We are pleased to announce the update of NICE guideline Hyptertension in pregnancy: diagnosis and management (NG133) developed by the National Guideline Alliance (NGA).

The guideline is a partial update of the 2010 NICE clinical guideline on Hypertension in pregnancy: diagnosis and management (CG107).

This guideline covers diagnosing and managing hypertension (high blood pressure), including pre-eclampsia, during pregnancy, labour, birth and immediately after birth.

It also includes advice for women with hypertension who wish to conceive and women who have had a pregnancy complicated by hypertension.

It aims to improve care during pregnancy, labour and birth for women and their babies.

Hypertension in pregnancy: diagnosis and management (NG133)

Read the new guideline update on the NICE website

Hypertensive disorders during pregnancy affect around 8-10% of all pregnant women and can be associated with substantial complications for the woman and the baby.

Women can have hypertension before pregnancy, or it can be diagnosed in the first 20 weeks (known as chronic hypertension), new onset of hypertension occurring in the second half of pregnancy (gestational hypertension) or new hypertension with features of multi-organ involvement (pre-eclampsia).

While the proportion of women with pregnancy hypertensive disorders overall appears to have stayed reasonably stable, maternal mortality from hypertensive causes has fallen dramatically: less than 1 woman in every million who gives birth now dies from pre-eclampsia.
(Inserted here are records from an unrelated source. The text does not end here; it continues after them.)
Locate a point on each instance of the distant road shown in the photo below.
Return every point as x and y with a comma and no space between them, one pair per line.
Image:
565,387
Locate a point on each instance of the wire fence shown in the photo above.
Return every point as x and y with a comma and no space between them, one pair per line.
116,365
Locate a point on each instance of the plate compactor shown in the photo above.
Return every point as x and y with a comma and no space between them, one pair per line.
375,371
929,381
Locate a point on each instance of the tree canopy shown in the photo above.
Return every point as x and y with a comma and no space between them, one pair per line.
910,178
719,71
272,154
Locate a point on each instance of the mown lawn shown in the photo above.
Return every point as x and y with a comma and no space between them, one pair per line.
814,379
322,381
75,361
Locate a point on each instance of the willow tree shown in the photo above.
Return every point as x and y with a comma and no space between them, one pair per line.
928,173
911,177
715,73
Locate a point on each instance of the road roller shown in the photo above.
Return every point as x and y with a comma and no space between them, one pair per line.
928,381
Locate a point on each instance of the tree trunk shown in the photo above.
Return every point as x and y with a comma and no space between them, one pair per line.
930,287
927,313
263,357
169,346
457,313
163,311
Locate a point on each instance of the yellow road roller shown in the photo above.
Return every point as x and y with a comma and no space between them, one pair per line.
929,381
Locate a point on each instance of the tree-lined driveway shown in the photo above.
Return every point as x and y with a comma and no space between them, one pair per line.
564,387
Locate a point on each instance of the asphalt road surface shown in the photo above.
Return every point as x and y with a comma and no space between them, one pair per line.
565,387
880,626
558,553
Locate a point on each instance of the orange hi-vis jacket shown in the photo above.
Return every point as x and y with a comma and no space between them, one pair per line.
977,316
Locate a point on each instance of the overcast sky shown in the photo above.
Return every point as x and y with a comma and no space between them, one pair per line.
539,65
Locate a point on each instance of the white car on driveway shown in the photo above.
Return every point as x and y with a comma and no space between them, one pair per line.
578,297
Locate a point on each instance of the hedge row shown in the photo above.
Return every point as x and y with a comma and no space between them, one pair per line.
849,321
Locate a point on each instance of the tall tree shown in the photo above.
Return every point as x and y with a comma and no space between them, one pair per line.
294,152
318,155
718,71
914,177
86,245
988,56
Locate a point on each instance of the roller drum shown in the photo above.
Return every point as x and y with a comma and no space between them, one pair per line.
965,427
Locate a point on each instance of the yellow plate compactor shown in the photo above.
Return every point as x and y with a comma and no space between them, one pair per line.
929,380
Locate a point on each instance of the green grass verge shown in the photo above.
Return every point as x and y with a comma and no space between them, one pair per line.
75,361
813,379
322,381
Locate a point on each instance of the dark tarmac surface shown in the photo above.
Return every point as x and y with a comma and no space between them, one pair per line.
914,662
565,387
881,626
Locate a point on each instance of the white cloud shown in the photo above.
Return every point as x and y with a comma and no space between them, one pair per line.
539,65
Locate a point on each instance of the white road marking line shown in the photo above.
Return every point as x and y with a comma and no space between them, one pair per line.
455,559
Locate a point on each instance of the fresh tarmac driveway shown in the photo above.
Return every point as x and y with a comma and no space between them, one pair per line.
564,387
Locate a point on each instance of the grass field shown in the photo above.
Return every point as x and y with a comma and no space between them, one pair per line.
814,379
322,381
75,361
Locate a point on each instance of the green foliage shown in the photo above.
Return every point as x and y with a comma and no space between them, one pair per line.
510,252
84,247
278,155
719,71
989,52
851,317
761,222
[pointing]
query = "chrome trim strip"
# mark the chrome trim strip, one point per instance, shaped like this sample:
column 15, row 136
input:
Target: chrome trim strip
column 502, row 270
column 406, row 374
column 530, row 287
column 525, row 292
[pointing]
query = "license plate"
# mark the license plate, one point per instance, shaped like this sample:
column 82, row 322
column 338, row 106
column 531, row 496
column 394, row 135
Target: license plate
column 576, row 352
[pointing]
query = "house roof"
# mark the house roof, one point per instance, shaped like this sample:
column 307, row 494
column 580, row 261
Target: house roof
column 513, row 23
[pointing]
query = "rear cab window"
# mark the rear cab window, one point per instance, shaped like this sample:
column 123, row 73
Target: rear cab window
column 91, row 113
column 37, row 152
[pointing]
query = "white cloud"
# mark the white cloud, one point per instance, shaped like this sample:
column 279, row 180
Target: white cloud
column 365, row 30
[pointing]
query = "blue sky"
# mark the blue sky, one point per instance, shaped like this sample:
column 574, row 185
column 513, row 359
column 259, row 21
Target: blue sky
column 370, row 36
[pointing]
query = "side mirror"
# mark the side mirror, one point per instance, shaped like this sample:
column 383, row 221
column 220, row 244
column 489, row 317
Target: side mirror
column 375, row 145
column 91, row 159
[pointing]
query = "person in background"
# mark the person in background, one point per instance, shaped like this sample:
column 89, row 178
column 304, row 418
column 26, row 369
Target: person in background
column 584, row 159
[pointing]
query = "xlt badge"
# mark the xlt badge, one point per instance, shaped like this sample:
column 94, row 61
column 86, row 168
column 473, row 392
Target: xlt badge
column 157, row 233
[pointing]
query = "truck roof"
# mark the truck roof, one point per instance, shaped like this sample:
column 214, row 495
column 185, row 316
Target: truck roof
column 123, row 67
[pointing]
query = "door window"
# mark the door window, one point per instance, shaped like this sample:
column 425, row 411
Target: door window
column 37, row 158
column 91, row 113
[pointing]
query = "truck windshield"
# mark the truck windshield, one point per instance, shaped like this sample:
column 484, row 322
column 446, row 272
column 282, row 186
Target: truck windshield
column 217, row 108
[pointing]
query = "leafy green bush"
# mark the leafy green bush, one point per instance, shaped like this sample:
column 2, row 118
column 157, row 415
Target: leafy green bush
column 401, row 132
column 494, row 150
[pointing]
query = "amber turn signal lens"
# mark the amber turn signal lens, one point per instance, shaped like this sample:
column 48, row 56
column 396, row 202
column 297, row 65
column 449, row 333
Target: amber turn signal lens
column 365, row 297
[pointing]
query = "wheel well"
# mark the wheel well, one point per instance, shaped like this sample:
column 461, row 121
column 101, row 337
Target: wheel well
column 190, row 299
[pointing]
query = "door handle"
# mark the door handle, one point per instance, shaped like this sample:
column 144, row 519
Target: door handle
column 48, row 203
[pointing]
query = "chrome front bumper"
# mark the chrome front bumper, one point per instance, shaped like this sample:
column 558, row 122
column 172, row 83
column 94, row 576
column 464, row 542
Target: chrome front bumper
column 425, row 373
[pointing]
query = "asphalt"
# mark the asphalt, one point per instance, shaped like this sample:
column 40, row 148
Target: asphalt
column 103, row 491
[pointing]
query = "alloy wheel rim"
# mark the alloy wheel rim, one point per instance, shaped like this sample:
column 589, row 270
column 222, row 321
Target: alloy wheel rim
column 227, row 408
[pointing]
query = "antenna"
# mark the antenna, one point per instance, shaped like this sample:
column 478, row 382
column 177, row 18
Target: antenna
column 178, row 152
There is consensus that introduction of the 2010 NICE evidence-based guidelines, together with the findings from the confidential enquiry into maternal deaths, has made a pivotal contribution to this fall in maternal mortality.

However, hypertension in pregnancy continues to cause substantial maternal morbidity, stillbirths and neonatal deaths, and perinatal morbidity.

Women with hypertension in pregnancy are also at increased risk of cardiovascular disease later in life.

The aim of the 2019 guideline is to present updated evidence-based recommendations, relevant to practising clinicians, while identifying outstanding areas of uncertainty that need further research.

There is a strong argument for uptake of these new guidelines into clinical practice, in order to minimise unnecessary variance and provide optimal care for women and their babies.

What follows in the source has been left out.